Yesterday, I was given a blessing. My aunt and uncle offered to help me absolve my credit card debt in one sign of a pen. They also let me know they'd cosign on an apartment with DH and me/pay for deposit and first month's rent so we can get a move on with our life and start saving money for things that matter like buying a house (instead of playing catch up for the next 10 years with my bills). This was supposed to be a very exciting time. With my PTSD and intense need to fall back into the attitude of a DoNM in mind, though, you can imagine this was a lot for me to bear.
I feel like I asked for too much and like I'm really undeserving of anyone's help.
I feel like I'm being greedy and playing a victim that needs a handout.
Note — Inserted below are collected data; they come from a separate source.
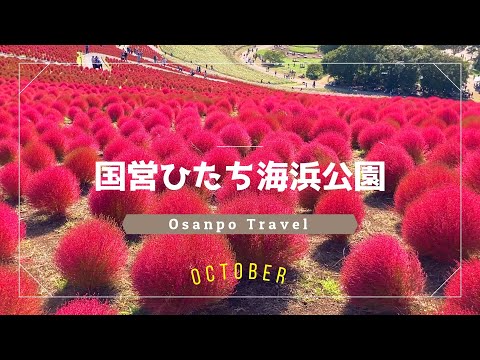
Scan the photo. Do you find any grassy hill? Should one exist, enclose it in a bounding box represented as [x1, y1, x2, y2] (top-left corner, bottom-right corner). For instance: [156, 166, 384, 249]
[158, 45, 289, 84]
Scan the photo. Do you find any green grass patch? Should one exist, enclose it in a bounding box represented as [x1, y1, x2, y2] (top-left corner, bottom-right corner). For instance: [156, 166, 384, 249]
[319, 278, 342, 296]
[158, 45, 289, 84]
[268, 57, 323, 77]
[289, 45, 318, 54]
[297, 268, 344, 298]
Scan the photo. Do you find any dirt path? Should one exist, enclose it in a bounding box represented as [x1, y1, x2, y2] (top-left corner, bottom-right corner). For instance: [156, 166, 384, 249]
[466, 74, 480, 102]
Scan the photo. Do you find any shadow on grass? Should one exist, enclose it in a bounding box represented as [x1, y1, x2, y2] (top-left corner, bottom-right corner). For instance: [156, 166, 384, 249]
[125, 234, 143, 244]
[312, 238, 350, 272]
[364, 192, 394, 210]
[80, 183, 92, 197]
[420, 256, 457, 296]
[24, 213, 67, 238]
[197, 268, 300, 315]
[44, 283, 120, 314]
[395, 221, 403, 236]
[4, 197, 24, 208]
[342, 302, 408, 315]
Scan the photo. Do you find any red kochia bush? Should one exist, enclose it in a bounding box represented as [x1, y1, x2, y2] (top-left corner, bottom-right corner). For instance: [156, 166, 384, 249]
[358, 122, 396, 152]
[102, 137, 135, 161]
[0, 266, 42, 314]
[314, 131, 352, 161]
[21, 141, 56, 171]
[63, 146, 99, 184]
[55, 218, 128, 289]
[314, 190, 365, 240]
[421, 126, 446, 152]
[365, 143, 414, 193]
[107, 103, 124, 122]
[340, 235, 425, 311]
[94, 126, 117, 150]
[391, 128, 426, 164]
[25, 166, 80, 215]
[219, 192, 308, 267]
[219, 124, 251, 156]
[188, 130, 221, 155]
[132, 234, 238, 314]
[151, 187, 211, 214]
[464, 151, 480, 194]
[88, 184, 153, 225]
[0, 161, 31, 199]
[150, 133, 187, 160]
[0, 139, 18, 165]
[394, 164, 459, 215]
[428, 140, 465, 168]
[203, 147, 240, 179]
[310, 115, 351, 141]
[295, 142, 339, 210]
[0, 202, 26, 260]
[440, 259, 480, 314]
[55, 299, 118, 315]
[402, 186, 480, 262]
[246, 120, 272, 145]
[350, 118, 372, 147]
[40, 128, 66, 160]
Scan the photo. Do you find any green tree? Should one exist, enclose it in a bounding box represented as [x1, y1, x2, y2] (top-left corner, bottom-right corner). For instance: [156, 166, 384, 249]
[413, 46, 469, 97]
[318, 45, 340, 54]
[262, 50, 285, 65]
[306, 64, 323, 80]
[322, 45, 383, 87]
[474, 55, 480, 71]
[375, 45, 418, 94]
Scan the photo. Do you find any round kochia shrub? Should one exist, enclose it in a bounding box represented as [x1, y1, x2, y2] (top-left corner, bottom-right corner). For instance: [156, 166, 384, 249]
[391, 128, 426, 164]
[358, 122, 396, 152]
[55, 299, 118, 315]
[340, 235, 425, 311]
[63, 146, 99, 184]
[189, 130, 221, 155]
[365, 143, 414, 194]
[441, 259, 480, 314]
[295, 142, 339, 210]
[0, 161, 31, 199]
[314, 131, 352, 161]
[421, 126, 445, 152]
[463, 151, 480, 194]
[107, 103, 124, 122]
[219, 192, 308, 267]
[25, 166, 80, 215]
[350, 118, 372, 147]
[314, 190, 365, 240]
[310, 115, 351, 141]
[0, 139, 17, 165]
[88, 183, 153, 225]
[394, 164, 459, 215]
[0, 266, 42, 315]
[402, 186, 480, 263]
[203, 147, 240, 179]
[132, 234, 238, 314]
[428, 140, 465, 168]
[150, 187, 211, 214]
[55, 218, 128, 289]
[21, 141, 56, 172]
[0, 202, 26, 260]
[219, 123, 251, 156]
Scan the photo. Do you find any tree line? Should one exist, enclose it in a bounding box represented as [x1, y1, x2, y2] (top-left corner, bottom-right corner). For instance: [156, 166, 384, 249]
[321, 45, 469, 97]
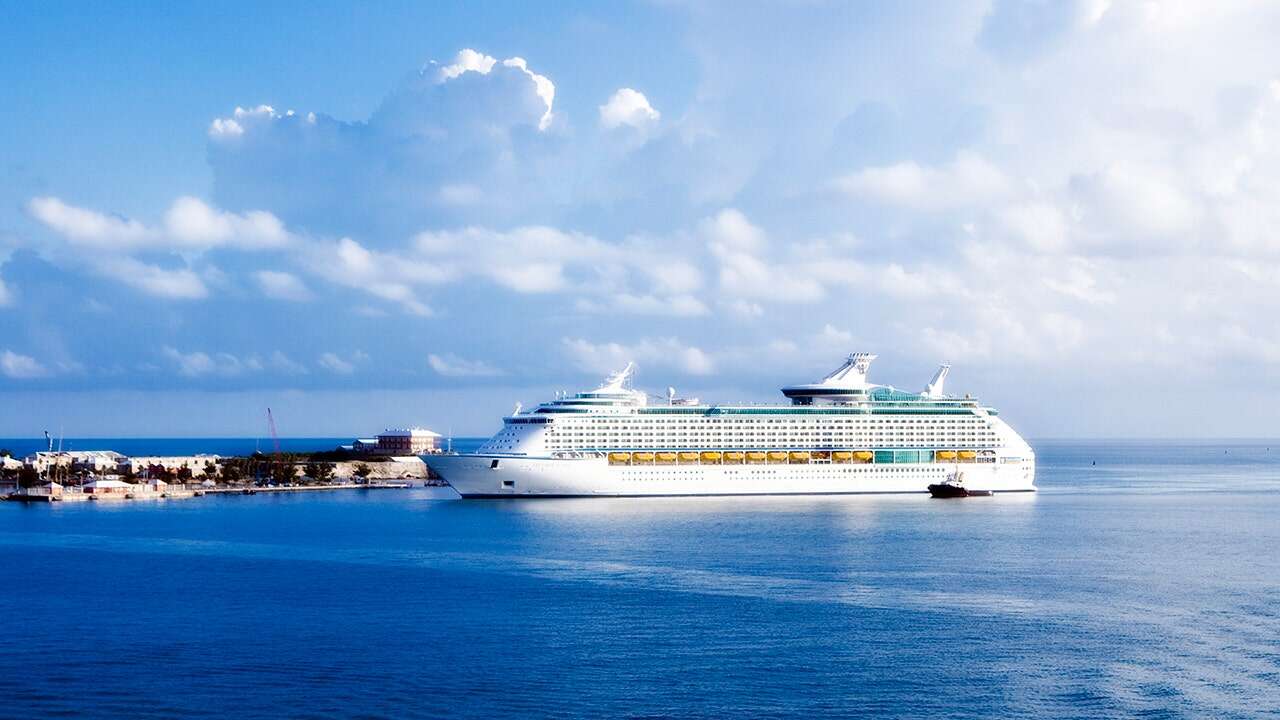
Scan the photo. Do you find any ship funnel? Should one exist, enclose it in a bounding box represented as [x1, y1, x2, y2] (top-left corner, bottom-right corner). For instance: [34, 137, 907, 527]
[922, 364, 950, 398]
[820, 353, 878, 388]
[599, 362, 636, 391]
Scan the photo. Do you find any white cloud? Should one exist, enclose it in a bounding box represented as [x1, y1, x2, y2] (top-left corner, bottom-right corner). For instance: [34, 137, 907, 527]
[309, 237, 445, 316]
[501, 57, 556, 131]
[431, 49, 555, 131]
[207, 105, 282, 139]
[0, 274, 12, 307]
[28, 197, 150, 246]
[318, 352, 356, 374]
[267, 351, 308, 375]
[412, 225, 703, 311]
[1, 350, 49, 379]
[437, 184, 484, 206]
[818, 324, 853, 345]
[101, 257, 208, 300]
[427, 353, 503, 377]
[833, 151, 1012, 211]
[703, 209, 824, 303]
[435, 48, 498, 81]
[164, 196, 289, 250]
[563, 337, 715, 376]
[600, 88, 661, 129]
[162, 347, 244, 377]
[999, 201, 1070, 252]
[30, 195, 290, 252]
[255, 270, 312, 301]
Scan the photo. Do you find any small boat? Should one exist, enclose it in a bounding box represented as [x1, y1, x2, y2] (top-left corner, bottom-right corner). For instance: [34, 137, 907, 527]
[928, 473, 991, 498]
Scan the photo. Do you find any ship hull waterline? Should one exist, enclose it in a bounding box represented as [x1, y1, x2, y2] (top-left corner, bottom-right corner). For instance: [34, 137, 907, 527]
[426, 453, 1036, 498]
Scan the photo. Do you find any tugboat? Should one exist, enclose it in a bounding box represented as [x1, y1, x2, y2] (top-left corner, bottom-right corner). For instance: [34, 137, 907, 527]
[928, 472, 992, 498]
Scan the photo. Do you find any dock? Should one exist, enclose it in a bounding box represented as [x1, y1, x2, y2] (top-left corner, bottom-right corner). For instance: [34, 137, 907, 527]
[3, 481, 420, 503]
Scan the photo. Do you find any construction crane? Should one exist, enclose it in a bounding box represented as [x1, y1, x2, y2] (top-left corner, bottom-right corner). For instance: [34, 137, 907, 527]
[266, 407, 282, 456]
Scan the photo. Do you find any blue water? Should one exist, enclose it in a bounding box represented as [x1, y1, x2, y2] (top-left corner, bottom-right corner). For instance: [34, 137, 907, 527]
[1, 437, 361, 457]
[2, 440, 1278, 719]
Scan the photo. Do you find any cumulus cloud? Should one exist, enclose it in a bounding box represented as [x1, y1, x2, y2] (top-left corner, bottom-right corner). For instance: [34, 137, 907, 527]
[163, 347, 241, 377]
[435, 48, 498, 81]
[599, 88, 660, 129]
[703, 209, 824, 303]
[833, 151, 1011, 212]
[316, 350, 367, 375]
[428, 353, 503, 377]
[563, 337, 714, 376]
[30, 195, 289, 251]
[255, 270, 312, 301]
[163, 196, 289, 250]
[307, 237, 443, 316]
[28, 197, 150, 246]
[205, 48, 567, 240]
[0, 273, 12, 307]
[317, 352, 355, 374]
[1, 350, 50, 379]
[101, 257, 208, 300]
[161, 347, 305, 376]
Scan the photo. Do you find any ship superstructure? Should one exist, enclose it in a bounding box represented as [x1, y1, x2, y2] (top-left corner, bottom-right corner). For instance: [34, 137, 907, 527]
[426, 354, 1036, 497]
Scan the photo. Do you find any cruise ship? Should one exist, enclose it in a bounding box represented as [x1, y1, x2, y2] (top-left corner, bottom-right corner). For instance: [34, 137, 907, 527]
[425, 353, 1036, 497]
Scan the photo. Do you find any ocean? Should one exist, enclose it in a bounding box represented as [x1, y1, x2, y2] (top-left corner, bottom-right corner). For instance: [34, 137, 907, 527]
[1, 439, 1278, 718]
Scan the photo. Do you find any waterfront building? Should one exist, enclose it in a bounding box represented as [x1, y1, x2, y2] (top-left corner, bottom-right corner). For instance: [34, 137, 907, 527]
[375, 428, 441, 455]
[24, 450, 125, 475]
[122, 455, 221, 477]
[83, 479, 133, 495]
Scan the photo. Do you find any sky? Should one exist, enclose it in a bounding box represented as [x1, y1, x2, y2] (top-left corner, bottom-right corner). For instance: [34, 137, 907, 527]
[2, 0, 1280, 438]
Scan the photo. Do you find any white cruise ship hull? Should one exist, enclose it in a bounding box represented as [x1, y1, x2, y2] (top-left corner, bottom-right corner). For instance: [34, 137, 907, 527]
[427, 454, 1036, 498]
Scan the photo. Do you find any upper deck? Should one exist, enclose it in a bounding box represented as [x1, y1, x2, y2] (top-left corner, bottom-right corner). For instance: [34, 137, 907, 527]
[524, 354, 994, 420]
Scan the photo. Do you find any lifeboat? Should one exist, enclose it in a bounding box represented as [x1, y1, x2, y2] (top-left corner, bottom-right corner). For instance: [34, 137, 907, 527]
[723, 451, 745, 464]
[767, 451, 788, 463]
[746, 451, 767, 464]
[958, 450, 977, 461]
[678, 451, 701, 463]
[632, 452, 655, 464]
[700, 451, 723, 464]
[608, 452, 631, 465]
[655, 452, 678, 464]
[788, 451, 810, 463]
[936, 450, 957, 461]
[853, 451, 874, 463]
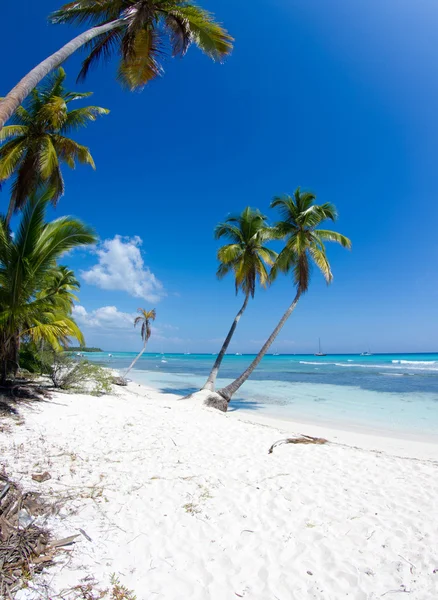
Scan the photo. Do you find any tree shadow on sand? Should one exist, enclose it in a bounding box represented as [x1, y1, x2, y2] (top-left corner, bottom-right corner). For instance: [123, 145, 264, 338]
[228, 398, 260, 412]
[0, 379, 51, 419]
[158, 386, 199, 396]
[154, 386, 261, 412]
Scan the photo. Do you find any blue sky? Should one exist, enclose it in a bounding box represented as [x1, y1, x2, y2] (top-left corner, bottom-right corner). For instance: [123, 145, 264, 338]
[2, 0, 438, 353]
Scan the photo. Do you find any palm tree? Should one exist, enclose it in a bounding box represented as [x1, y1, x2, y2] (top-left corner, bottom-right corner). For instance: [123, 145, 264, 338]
[0, 1, 233, 131]
[124, 308, 157, 377]
[0, 189, 96, 383]
[203, 207, 277, 391]
[207, 188, 351, 410]
[0, 68, 108, 225]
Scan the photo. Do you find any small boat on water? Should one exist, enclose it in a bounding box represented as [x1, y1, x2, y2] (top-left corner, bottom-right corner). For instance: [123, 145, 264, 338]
[360, 350, 373, 356]
[314, 338, 326, 357]
[235, 352, 242, 356]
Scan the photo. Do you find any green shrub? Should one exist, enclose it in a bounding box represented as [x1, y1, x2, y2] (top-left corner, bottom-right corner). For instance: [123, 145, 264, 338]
[48, 353, 113, 395]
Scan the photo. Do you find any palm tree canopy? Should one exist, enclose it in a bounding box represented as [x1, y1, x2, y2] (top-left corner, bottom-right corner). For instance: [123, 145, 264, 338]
[270, 187, 352, 293]
[0, 68, 109, 214]
[0, 189, 96, 351]
[134, 308, 156, 342]
[215, 206, 277, 298]
[50, 0, 233, 89]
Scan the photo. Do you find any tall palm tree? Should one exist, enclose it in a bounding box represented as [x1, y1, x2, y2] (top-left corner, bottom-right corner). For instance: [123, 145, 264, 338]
[210, 188, 351, 408]
[0, 189, 97, 383]
[0, 68, 108, 225]
[0, 1, 233, 131]
[124, 308, 157, 377]
[203, 207, 277, 391]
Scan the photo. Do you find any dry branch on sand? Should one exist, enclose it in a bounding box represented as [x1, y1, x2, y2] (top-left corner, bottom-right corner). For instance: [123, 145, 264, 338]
[268, 435, 328, 454]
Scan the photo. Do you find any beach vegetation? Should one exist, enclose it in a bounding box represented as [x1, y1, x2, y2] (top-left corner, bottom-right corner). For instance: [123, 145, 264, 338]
[124, 308, 157, 377]
[69, 346, 103, 353]
[0, 189, 96, 384]
[48, 352, 113, 395]
[0, 68, 108, 224]
[0, 1, 233, 132]
[205, 188, 352, 409]
[203, 207, 277, 391]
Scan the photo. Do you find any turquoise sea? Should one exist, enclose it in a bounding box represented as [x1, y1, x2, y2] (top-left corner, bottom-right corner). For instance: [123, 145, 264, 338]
[84, 352, 438, 440]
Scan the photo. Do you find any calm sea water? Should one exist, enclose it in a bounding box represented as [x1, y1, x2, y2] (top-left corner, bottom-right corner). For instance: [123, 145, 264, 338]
[83, 352, 438, 439]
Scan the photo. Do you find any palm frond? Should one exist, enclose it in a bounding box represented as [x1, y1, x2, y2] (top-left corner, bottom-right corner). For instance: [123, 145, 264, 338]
[308, 245, 332, 284]
[165, 5, 233, 61]
[76, 27, 125, 82]
[314, 229, 352, 249]
[0, 126, 28, 142]
[52, 135, 96, 169]
[0, 139, 27, 181]
[62, 106, 110, 133]
[50, 0, 122, 26]
[39, 136, 59, 179]
[117, 29, 163, 89]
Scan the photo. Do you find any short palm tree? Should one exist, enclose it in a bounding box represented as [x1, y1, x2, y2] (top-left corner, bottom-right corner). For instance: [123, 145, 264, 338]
[0, 189, 97, 383]
[211, 188, 352, 408]
[124, 308, 157, 377]
[0, 1, 233, 131]
[0, 68, 108, 225]
[203, 207, 277, 391]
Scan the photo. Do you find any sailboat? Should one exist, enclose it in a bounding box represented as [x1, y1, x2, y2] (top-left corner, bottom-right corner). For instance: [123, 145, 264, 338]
[360, 347, 373, 356]
[314, 338, 326, 356]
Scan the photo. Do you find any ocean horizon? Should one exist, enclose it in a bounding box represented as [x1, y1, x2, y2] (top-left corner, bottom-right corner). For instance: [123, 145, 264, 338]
[83, 351, 438, 440]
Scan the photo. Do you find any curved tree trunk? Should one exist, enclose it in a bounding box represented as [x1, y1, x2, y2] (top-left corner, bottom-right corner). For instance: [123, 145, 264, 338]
[124, 341, 147, 378]
[0, 19, 124, 132]
[203, 292, 250, 392]
[218, 289, 302, 402]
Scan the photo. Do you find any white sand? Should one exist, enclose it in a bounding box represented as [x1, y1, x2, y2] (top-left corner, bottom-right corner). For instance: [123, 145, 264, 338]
[1, 381, 438, 599]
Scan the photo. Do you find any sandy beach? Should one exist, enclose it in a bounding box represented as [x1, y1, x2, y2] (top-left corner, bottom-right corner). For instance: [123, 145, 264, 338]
[1, 381, 438, 600]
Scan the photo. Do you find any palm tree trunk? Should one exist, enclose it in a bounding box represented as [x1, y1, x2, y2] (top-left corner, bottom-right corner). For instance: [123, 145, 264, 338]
[218, 289, 302, 401]
[203, 292, 250, 391]
[0, 20, 124, 132]
[124, 341, 147, 378]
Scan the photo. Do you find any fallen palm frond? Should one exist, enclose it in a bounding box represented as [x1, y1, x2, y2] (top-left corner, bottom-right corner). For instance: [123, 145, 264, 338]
[268, 435, 328, 454]
[0, 472, 54, 597]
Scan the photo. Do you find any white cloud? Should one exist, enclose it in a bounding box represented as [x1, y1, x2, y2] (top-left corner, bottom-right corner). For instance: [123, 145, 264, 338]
[73, 305, 179, 342]
[73, 305, 136, 330]
[81, 235, 165, 302]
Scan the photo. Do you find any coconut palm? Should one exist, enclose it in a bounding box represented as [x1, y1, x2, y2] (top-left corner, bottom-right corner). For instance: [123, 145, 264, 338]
[0, 189, 96, 383]
[203, 207, 277, 391]
[0, 1, 233, 131]
[124, 308, 157, 377]
[0, 68, 108, 225]
[209, 188, 351, 408]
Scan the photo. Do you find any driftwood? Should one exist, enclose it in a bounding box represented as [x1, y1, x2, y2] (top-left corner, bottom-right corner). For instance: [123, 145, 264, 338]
[268, 435, 328, 454]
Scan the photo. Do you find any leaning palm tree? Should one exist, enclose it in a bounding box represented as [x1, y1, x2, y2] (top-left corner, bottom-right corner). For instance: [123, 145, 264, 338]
[0, 68, 108, 225]
[0, 189, 96, 383]
[202, 207, 277, 391]
[124, 308, 157, 377]
[201, 188, 352, 411]
[0, 1, 233, 131]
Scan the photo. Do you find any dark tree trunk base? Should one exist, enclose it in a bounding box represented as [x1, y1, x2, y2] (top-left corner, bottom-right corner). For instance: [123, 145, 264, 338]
[180, 389, 229, 412]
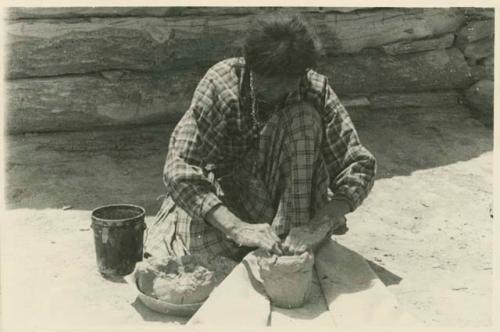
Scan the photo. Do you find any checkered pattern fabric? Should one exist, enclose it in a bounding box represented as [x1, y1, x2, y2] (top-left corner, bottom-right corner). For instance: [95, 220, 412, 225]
[144, 57, 376, 259]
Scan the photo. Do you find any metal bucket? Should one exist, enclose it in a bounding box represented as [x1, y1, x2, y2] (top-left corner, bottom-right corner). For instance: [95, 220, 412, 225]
[91, 204, 146, 277]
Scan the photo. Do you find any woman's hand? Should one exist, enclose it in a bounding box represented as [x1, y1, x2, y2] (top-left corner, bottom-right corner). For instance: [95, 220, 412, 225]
[206, 205, 282, 255]
[228, 223, 283, 255]
[282, 199, 351, 254]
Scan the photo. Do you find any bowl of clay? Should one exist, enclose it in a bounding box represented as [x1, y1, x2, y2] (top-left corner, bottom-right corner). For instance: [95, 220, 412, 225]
[135, 286, 203, 317]
[127, 254, 237, 316]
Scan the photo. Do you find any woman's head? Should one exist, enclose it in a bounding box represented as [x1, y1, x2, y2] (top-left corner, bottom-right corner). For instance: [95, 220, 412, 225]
[242, 13, 322, 78]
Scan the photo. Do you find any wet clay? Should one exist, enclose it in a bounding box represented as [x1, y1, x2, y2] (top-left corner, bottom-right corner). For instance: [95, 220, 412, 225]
[152, 265, 214, 304]
[284, 222, 331, 253]
[136, 255, 236, 305]
[257, 251, 314, 308]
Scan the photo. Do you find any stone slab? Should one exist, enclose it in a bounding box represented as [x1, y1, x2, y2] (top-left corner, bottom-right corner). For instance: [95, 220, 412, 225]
[187, 254, 271, 326]
[316, 240, 421, 326]
[188, 241, 418, 327]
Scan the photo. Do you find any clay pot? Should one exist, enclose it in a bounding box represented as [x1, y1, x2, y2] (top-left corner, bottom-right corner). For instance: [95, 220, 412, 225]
[258, 251, 314, 308]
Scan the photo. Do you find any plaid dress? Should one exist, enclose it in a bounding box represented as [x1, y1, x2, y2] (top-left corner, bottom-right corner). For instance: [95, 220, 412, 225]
[144, 57, 376, 260]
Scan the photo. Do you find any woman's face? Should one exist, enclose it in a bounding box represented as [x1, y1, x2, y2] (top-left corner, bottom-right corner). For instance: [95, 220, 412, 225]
[252, 72, 301, 105]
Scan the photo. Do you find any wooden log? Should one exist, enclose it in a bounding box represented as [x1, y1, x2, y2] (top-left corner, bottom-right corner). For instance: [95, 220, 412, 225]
[6, 16, 246, 79]
[456, 20, 494, 45]
[482, 55, 494, 68]
[469, 55, 494, 81]
[458, 38, 494, 62]
[314, 8, 464, 54]
[7, 8, 466, 79]
[382, 34, 455, 55]
[12, 69, 371, 134]
[323, 48, 473, 95]
[463, 8, 495, 20]
[6, 70, 201, 134]
[8, 48, 474, 133]
[341, 96, 371, 108]
[314, 7, 366, 13]
[369, 91, 461, 109]
[7, 7, 373, 20]
[470, 65, 488, 82]
[465, 79, 493, 127]
[482, 56, 494, 79]
[7, 7, 273, 19]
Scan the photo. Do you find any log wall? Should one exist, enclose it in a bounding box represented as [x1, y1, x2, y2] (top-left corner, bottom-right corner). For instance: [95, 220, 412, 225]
[6, 7, 495, 133]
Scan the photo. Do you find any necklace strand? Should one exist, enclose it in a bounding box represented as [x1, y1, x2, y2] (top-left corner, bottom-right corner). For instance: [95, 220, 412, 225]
[249, 71, 264, 129]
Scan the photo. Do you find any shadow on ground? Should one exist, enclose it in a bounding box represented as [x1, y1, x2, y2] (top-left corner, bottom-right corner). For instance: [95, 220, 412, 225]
[349, 106, 493, 180]
[5, 105, 493, 214]
[366, 260, 402, 286]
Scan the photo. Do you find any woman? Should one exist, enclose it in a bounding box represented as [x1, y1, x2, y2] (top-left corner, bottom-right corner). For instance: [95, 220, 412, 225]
[145, 13, 376, 261]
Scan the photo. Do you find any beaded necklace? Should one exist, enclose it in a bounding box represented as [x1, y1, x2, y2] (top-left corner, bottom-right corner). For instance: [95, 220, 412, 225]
[249, 71, 302, 138]
[249, 71, 264, 130]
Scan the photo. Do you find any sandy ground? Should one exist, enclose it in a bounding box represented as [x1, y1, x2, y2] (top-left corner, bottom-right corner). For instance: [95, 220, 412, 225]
[4, 104, 493, 327]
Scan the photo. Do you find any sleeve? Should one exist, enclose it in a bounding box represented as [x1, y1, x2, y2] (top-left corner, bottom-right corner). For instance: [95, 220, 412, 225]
[321, 79, 377, 212]
[162, 69, 224, 221]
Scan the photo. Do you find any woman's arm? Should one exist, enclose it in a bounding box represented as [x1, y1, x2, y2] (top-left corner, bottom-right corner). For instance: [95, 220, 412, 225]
[164, 67, 282, 254]
[321, 79, 377, 212]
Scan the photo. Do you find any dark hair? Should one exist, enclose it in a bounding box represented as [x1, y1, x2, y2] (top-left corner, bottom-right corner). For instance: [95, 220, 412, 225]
[242, 13, 322, 78]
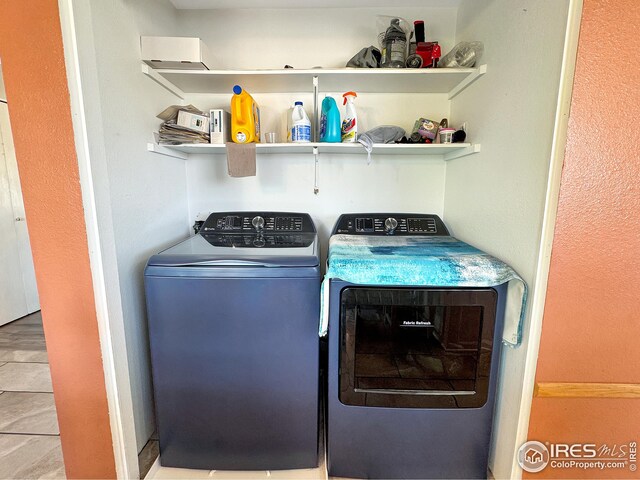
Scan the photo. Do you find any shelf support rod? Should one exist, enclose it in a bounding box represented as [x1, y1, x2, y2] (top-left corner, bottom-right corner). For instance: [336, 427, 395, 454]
[448, 64, 487, 100]
[312, 76, 319, 142]
[313, 146, 319, 194]
[141, 63, 185, 100]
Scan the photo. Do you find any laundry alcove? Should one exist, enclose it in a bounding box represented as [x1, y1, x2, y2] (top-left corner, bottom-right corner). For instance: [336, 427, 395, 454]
[65, 0, 575, 477]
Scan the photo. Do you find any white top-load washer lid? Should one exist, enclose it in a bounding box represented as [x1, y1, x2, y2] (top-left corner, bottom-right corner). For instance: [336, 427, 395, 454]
[147, 211, 320, 268]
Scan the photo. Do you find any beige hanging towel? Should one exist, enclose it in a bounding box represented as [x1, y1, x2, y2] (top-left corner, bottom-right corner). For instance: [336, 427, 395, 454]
[226, 142, 256, 177]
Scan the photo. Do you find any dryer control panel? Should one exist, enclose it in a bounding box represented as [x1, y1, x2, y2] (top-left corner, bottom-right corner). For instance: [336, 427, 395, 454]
[332, 213, 449, 236]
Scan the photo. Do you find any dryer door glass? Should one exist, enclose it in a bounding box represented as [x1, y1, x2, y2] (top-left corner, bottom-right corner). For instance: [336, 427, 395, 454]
[339, 287, 497, 408]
DH did not appreciate my negative attitude in a time where I should be overflowing with great joy. We talked about how it is instinct for me to feel guilty when I receive help because that's how my NM made me feel like I was supposed to be. Most importantly, however, he told me the only way to recover from what is happening to me is to stop taking the mindset of a victim.
Although his tough love is necessary, I feel like I'm not there yet. Like I just put this on the top shelf and forgot about it, instead of actually acknowledging all of the things that have happened to me and how I feel about NM/the situation. If I can't define how I'm feeling, I can't get over it.
I have to read Dr. McBride's book "Will I Ever Be Good Enough?" again and continue to write about how I'm feeling to really approach recovery. Maybe then I can finally tell myself that I deserve love and kindness and I can start feeling happy.
Has something like this ever happened to you?